Purpose: To develop a next-gen sequencing (NGS) based platform to detect coding sequence alterations in causative and disease-related genes for inherited corneal disorders (CDs).

Methods: An assay to detect sequence alterations in genes involved in inherited CDs has been developed. In this assay, a primer library which targeted 1830 amplicons from 853 exons of 60 genes involved in corneal function and/or retinal development was designed to enrich the target genomic region. The RainDance PCR enrichment method was used to produce enriched targets and the PCR products were sequenced using NGS by the Illumina MiSeq. The NGS data were processed using CLC Bio software. A series of custom filters was developed and applied to screen for sequence variations in patient samples. The identified variations were independently validated by Sanger sequencing. A number of bioinformatic tools such as PolyPhen-2 and SIFT were used to further evaluate the potential pathogenic variations.

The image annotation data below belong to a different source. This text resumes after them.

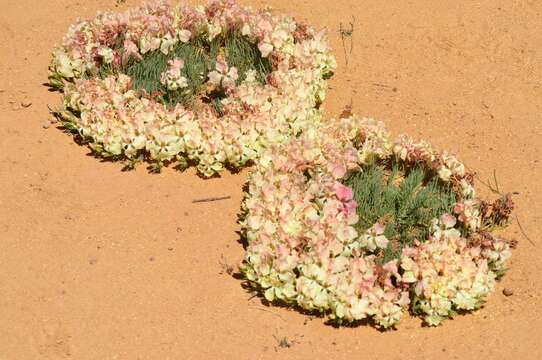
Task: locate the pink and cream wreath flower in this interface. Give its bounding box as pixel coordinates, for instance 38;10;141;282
50;0;336;177
241;116;513;328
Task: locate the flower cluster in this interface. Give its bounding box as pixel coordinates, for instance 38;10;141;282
160;58;188;91
241;116;509;328
401;214;496;325
50;0;336;177
209;56;239;93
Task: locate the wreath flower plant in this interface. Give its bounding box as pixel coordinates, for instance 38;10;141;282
241;116;514;328
49;0;336;177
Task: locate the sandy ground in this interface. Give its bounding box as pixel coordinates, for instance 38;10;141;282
0;0;542;360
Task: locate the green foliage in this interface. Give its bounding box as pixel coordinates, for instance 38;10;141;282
345;163;456;262
112;32;272;113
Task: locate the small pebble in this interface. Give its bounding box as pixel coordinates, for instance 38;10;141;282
502;288;514;296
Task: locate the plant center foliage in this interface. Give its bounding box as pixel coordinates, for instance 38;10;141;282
100;31;272;115
344;163;456;263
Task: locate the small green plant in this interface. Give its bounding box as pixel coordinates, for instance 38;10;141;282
117;32;272;114
345;163;456;263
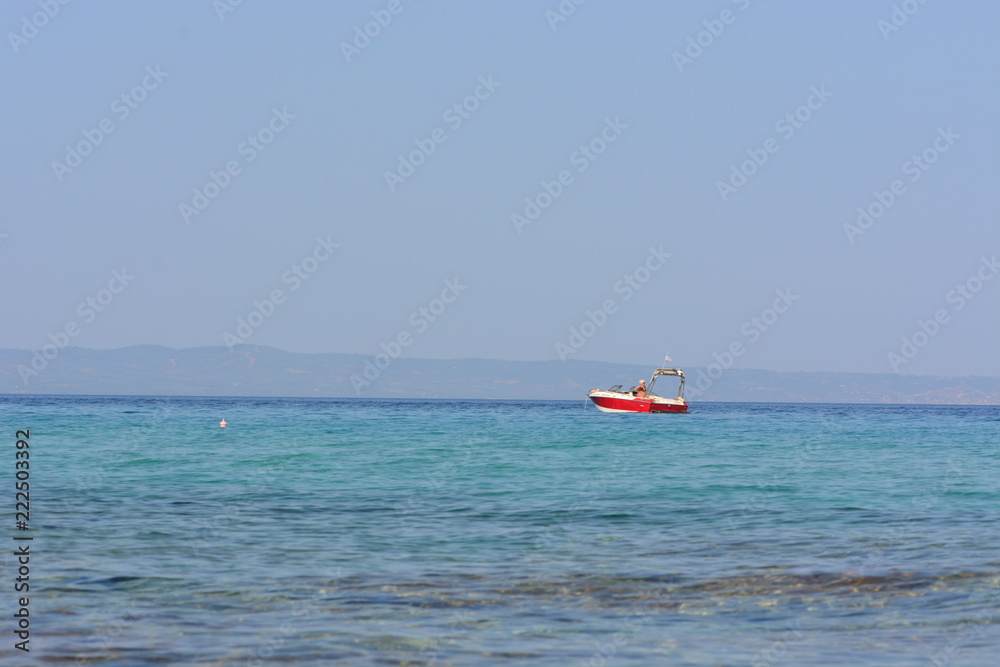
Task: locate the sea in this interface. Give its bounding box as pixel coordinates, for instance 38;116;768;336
0;396;1000;667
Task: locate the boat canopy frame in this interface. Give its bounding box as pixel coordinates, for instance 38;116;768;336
646;368;684;399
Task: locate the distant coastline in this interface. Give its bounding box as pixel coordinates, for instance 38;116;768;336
0;345;1000;405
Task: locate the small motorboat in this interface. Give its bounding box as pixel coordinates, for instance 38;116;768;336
587;368;687;412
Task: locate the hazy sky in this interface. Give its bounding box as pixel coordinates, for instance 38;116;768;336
0;0;1000;376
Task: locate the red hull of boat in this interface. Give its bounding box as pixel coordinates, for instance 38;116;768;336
590;396;687;412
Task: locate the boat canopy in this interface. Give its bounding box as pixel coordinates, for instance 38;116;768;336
646;368;684;399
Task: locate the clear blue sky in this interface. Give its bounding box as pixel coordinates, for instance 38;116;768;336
0;0;1000;376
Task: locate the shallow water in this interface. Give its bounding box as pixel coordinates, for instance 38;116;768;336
7;396;1000;666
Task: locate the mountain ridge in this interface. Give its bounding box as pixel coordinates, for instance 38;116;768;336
0;345;1000;405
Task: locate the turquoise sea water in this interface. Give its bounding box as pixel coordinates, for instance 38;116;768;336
7;396;1000;667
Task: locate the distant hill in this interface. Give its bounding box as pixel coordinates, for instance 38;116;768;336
0;345;1000;405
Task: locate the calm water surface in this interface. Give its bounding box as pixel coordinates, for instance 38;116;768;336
0;396;1000;667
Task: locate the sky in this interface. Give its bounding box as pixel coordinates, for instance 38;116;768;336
0;0;1000;376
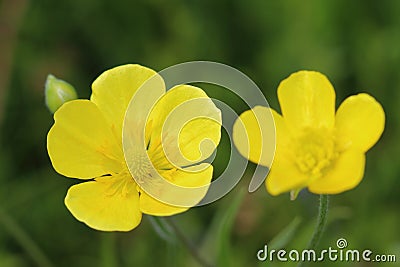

Results: In this pilot study, we analyzed 18 samples from patients with CDs. Preliminary bioinformatics analysis indicated that this procedure was able to cover 99% of target sequence. Data mining identified previously reported mutations and novel pathogenic-likely variants in a variety of genes responsible for corneal dystrophies in 15 of the 18 patients.

Conclusions: These results indicate that this assay is capable of screening mutations in CD patients, especially in simplex cases with high sensitivity and efficiency, and has powerful potential in clinical applications.